Provocative stuff, and no mistake; much like Rothstein, I’d love to see the results of an experimental run of a system like this, though I’m perhaps a trifle more optimistic about the results we might see, especially if there were a good degree of local granularity involved.
Death and taxes – IRS advises taxing metaverse economies
No one but their creators can be entirely sure of how much money is sloshing around in the economies of MMOGs and metaverses like World of Warcraft and Second Life, but given the sheer number of regular participants in both (and the brisk markets for in-game items using real world money) it’s certainly not pocket change. [image by Ravenelle]
That’s probably got a lot to do with why the United States IRS is being advised to start taxing virtual economies:
“Economic activities associated with virtual worlds may present an emerging area of noncompliance, in part, because the IRS has not issued guidance about whether and how taxpayers should report such activities,” Olson wrote in her report. She points out that almost all income is subject to tax—even prizes, winnings, and barter exchange. She also acknowledges, however, that tracking and reconstructing so many tiny transactions would be a huge burden, and that attempting to place a value on virtual transaction could present serious challenges.
No kidding; brief and silly scares about terrorist money laundering aside, the potential of black and grey economies lurking in the metaverse is pretty obvious.

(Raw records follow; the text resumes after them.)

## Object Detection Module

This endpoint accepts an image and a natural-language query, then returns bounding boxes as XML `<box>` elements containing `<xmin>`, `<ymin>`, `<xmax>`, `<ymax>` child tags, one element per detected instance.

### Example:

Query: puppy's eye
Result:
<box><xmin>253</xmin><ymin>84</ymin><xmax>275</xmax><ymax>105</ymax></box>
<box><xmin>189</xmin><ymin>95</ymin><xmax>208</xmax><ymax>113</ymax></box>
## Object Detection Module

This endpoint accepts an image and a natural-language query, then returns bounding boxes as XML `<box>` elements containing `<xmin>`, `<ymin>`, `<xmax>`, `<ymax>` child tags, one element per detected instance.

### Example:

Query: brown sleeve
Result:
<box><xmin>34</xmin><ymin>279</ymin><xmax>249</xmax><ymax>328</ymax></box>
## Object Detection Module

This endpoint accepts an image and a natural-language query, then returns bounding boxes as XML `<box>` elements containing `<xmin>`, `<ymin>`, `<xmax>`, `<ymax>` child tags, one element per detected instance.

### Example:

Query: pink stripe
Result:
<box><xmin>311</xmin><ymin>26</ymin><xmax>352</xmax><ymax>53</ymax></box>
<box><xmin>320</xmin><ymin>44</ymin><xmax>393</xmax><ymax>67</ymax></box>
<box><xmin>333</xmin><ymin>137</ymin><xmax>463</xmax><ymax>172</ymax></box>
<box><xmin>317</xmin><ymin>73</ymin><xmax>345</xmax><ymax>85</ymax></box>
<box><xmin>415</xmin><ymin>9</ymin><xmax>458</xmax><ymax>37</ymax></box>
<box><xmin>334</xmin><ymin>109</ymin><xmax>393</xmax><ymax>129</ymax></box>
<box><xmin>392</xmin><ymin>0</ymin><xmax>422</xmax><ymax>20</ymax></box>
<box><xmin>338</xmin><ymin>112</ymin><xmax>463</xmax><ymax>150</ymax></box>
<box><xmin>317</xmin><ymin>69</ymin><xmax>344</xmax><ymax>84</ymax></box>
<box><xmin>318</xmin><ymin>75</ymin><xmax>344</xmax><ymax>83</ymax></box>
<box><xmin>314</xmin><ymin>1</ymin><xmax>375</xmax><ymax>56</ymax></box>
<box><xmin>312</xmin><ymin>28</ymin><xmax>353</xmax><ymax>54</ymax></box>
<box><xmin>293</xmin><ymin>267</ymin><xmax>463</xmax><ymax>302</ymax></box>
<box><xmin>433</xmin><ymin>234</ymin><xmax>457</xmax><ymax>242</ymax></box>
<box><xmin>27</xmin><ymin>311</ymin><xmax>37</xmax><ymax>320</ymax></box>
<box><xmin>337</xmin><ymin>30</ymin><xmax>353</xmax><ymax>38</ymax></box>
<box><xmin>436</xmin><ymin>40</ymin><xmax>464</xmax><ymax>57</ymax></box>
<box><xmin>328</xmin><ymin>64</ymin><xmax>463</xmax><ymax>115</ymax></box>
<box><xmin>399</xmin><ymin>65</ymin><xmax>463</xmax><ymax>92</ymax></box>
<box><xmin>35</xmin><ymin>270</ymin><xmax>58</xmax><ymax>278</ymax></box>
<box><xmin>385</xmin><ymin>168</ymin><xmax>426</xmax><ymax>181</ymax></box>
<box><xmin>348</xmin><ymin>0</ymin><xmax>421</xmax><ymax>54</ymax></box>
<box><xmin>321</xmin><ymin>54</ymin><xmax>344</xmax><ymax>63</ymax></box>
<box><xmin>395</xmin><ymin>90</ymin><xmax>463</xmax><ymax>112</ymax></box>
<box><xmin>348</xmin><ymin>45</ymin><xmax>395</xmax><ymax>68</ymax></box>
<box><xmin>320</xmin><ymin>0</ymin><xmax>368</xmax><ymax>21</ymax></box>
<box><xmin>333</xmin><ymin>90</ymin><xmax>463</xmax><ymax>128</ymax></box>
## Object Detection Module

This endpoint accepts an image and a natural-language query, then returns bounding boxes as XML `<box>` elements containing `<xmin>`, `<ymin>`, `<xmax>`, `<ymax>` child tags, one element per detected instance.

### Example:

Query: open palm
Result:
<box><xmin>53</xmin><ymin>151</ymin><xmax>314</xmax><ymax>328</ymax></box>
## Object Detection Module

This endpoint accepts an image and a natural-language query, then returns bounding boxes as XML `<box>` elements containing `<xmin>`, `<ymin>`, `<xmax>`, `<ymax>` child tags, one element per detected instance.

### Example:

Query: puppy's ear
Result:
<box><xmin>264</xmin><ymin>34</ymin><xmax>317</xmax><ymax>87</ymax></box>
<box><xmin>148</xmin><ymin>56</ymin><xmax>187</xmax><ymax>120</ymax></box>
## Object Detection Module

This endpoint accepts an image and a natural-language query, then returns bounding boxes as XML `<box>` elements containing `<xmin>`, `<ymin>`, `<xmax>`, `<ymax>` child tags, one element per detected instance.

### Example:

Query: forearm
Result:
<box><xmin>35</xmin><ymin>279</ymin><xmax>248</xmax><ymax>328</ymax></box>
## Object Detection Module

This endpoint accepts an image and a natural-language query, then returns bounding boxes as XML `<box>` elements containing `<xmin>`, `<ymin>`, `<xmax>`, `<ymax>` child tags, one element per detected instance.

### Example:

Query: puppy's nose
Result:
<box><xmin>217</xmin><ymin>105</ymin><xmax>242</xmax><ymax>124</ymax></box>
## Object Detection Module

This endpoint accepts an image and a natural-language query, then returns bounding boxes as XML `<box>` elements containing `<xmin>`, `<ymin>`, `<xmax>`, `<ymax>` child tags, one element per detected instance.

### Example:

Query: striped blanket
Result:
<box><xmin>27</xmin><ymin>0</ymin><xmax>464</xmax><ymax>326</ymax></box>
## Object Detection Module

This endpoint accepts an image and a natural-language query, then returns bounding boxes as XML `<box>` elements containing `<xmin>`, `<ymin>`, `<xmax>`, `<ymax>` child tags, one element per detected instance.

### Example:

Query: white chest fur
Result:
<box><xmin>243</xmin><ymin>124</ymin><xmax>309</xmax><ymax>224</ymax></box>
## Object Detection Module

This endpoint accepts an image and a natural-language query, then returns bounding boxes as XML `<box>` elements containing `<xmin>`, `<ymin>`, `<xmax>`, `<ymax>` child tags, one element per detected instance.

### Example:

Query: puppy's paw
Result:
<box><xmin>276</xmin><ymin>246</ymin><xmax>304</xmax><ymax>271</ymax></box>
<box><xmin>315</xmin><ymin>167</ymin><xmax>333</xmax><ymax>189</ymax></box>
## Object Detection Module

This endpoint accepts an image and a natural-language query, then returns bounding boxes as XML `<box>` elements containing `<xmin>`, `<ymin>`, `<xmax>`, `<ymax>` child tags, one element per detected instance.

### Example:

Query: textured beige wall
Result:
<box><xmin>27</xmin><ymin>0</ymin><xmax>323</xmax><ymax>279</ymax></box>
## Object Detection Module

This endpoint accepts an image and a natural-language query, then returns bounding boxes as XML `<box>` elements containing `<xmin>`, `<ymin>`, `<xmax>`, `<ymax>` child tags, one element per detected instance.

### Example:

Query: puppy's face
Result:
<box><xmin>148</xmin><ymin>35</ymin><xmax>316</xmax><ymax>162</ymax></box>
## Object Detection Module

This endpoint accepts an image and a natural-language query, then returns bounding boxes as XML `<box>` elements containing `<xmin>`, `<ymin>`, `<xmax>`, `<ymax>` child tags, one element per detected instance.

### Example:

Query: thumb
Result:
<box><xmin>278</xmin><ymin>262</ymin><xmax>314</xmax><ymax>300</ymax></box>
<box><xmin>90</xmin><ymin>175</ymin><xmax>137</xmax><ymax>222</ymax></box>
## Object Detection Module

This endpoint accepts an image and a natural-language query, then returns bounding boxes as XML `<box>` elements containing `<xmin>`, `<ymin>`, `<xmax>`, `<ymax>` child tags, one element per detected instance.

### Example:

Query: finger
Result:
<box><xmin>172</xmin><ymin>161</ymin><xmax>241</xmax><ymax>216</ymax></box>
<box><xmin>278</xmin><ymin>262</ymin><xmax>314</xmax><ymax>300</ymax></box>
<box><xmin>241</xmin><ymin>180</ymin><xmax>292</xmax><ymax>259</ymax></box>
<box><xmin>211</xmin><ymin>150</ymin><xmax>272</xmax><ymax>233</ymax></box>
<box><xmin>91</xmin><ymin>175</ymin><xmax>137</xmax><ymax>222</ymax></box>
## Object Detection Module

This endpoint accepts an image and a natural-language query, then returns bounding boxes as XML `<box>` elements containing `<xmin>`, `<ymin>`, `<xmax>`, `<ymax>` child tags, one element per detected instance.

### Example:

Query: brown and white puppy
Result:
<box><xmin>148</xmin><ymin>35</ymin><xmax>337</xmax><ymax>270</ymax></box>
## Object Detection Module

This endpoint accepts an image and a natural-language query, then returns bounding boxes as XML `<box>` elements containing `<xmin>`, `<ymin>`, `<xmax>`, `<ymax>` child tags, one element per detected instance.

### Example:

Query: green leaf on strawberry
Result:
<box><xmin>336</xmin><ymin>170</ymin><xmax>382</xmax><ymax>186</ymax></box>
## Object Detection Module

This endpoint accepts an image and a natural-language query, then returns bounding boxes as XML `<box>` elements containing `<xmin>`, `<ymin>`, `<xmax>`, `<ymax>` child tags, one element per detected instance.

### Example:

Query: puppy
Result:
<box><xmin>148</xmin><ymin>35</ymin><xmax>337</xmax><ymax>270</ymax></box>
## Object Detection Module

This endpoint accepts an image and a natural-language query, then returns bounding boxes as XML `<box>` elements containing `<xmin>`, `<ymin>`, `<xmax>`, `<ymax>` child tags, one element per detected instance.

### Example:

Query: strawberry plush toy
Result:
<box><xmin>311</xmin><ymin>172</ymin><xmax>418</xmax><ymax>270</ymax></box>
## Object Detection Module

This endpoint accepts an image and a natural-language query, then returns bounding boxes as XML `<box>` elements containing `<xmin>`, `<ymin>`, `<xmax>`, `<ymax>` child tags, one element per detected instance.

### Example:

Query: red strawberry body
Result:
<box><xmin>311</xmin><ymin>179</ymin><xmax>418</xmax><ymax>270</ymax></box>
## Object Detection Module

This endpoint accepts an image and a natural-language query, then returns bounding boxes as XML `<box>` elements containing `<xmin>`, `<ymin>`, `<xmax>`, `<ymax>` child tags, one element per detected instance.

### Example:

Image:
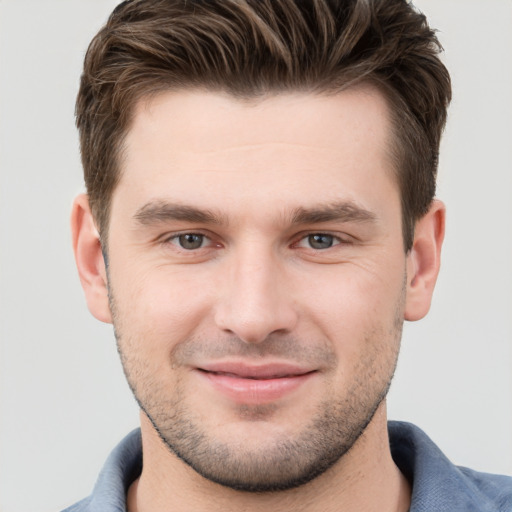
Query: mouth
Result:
<box><xmin>194</xmin><ymin>362</ymin><xmax>317</xmax><ymax>404</ymax></box>
<box><xmin>201</xmin><ymin>370</ymin><xmax>310</xmax><ymax>379</ymax></box>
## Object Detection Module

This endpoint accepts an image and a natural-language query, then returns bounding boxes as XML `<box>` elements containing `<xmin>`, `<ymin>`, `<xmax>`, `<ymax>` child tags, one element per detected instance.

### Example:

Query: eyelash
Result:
<box><xmin>294</xmin><ymin>233</ymin><xmax>342</xmax><ymax>250</ymax></box>
<box><xmin>166</xmin><ymin>232</ymin><xmax>215</xmax><ymax>251</ymax></box>
<box><xmin>164</xmin><ymin>231</ymin><xmax>350</xmax><ymax>252</ymax></box>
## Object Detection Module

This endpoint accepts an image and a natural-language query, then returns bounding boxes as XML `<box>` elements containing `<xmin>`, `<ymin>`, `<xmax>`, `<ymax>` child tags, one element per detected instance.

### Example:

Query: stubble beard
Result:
<box><xmin>136</xmin><ymin>374</ymin><xmax>393</xmax><ymax>492</ymax></box>
<box><xmin>110</xmin><ymin>288</ymin><xmax>404</xmax><ymax>493</ymax></box>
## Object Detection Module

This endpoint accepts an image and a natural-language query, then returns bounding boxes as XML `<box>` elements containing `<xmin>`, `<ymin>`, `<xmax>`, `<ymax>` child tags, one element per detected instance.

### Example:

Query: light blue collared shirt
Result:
<box><xmin>62</xmin><ymin>421</ymin><xmax>512</xmax><ymax>512</ymax></box>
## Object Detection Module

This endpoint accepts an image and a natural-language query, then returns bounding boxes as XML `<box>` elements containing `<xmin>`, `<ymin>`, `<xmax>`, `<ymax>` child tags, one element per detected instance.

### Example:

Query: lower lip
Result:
<box><xmin>198</xmin><ymin>371</ymin><xmax>315</xmax><ymax>404</ymax></box>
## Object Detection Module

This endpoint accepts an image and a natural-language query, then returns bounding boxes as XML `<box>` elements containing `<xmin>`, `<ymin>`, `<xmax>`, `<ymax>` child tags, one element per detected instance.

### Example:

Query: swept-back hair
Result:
<box><xmin>76</xmin><ymin>0</ymin><xmax>451</xmax><ymax>250</ymax></box>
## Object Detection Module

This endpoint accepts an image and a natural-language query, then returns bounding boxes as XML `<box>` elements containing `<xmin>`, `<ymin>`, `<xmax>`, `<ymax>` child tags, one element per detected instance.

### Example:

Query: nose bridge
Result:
<box><xmin>214</xmin><ymin>240</ymin><xmax>297</xmax><ymax>343</ymax></box>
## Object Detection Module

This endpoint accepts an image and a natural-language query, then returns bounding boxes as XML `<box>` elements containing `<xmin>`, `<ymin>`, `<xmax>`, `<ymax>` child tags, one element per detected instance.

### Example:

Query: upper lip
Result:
<box><xmin>196</xmin><ymin>361</ymin><xmax>315</xmax><ymax>379</ymax></box>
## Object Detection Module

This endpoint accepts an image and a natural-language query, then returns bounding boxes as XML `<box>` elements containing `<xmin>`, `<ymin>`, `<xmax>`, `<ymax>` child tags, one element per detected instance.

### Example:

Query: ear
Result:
<box><xmin>71</xmin><ymin>194</ymin><xmax>112</xmax><ymax>324</ymax></box>
<box><xmin>404</xmin><ymin>200</ymin><xmax>445</xmax><ymax>321</ymax></box>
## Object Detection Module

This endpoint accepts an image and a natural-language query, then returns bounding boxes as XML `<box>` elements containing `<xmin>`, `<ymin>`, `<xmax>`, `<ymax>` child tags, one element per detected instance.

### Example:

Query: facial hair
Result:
<box><xmin>110</xmin><ymin>283</ymin><xmax>405</xmax><ymax>492</ymax></box>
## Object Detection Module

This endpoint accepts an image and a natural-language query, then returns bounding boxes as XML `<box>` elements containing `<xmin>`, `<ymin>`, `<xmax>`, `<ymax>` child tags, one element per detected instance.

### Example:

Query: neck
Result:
<box><xmin>127</xmin><ymin>403</ymin><xmax>410</xmax><ymax>512</ymax></box>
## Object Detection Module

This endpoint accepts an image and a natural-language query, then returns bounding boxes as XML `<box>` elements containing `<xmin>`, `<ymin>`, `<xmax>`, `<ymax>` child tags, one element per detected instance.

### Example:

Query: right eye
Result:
<box><xmin>169</xmin><ymin>233</ymin><xmax>208</xmax><ymax>250</ymax></box>
<box><xmin>304</xmin><ymin>233</ymin><xmax>336</xmax><ymax>250</ymax></box>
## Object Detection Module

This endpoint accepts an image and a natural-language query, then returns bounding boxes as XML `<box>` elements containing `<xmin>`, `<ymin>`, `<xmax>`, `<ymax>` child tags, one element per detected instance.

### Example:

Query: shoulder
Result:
<box><xmin>60</xmin><ymin>429</ymin><xmax>142</xmax><ymax>512</ymax></box>
<box><xmin>388</xmin><ymin>421</ymin><xmax>512</xmax><ymax>512</ymax></box>
<box><xmin>61</xmin><ymin>497</ymin><xmax>91</xmax><ymax>512</ymax></box>
<box><xmin>457</xmin><ymin>466</ymin><xmax>512</xmax><ymax>511</ymax></box>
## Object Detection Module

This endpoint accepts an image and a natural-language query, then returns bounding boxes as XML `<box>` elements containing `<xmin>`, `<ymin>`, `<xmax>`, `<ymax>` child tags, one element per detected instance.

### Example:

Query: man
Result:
<box><xmin>65</xmin><ymin>0</ymin><xmax>512</xmax><ymax>511</ymax></box>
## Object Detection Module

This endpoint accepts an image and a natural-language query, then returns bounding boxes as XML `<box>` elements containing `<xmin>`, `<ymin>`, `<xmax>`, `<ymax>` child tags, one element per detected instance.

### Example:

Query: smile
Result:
<box><xmin>195</xmin><ymin>362</ymin><xmax>316</xmax><ymax>404</ymax></box>
<box><xmin>206</xmin><ymin>371</ymin><xmax>301</xmax><ymax>380</ymax></box>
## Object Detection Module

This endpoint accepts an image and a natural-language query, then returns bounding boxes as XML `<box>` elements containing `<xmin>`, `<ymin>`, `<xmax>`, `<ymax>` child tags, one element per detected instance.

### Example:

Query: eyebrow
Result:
<box><xmin>134</xmin><ymin>201</ymin><xmax>226</xmax><ymax>226</ymax></box>
<box><xmin>290</xmin><ymin>202</ymin><xmax>377</xmax><ymax>225</ymax></box>
<box><xmin>133</xmin><ymin>200</ymin><xmax>377</xmax><ymax>227</ymax></box>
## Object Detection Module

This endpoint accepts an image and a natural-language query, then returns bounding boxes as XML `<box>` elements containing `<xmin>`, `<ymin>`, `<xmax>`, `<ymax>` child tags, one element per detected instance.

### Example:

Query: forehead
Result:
<box><xmin>126</xmin><ymin>86</ymin><xmax>392</xmax><ymax>160</ymax></box>
<box><xmin>113</xmin><ymin>87</ymin><xmax>397</xmax><ymax>222</ymax></box>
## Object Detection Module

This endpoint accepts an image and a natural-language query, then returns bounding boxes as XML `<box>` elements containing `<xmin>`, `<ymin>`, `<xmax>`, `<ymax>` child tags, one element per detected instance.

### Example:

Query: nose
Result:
<box><xmin>214</xmin><ymin>246</ymin><xmax>298</xmax><ymax>344</ymax></box>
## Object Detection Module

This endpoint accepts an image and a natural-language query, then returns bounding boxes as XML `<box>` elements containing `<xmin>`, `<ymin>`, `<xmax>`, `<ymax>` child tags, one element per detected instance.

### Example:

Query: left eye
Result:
<box><xmin>298</xmin><ymin>234</ymin><xmax>339</xmax><ymax>250</ymax></box>
<box><xmin>172</xmin><ymin>233</ymin><xmax>207</xmax><ymax>250</ymax></box>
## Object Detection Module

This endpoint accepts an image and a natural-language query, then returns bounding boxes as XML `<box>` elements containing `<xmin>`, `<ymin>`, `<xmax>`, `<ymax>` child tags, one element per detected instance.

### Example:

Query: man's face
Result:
<box><xmin>103</xmin><ymin>88</ymin><xmax>410</xmax><ymax>490</ymax></box>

But considering how easy it seems to be for the meatspace megarich to slip through the net, is this going to prove too tough a nut for the IRS to crack?
For example, when does the money become taxable – when it leaves the virtual space in question, or as soon as it is earned by a citizen? What happens when exchanges operate between virtual worlds? Will the new offshores be based on server farms as opposed to Caribbean islands?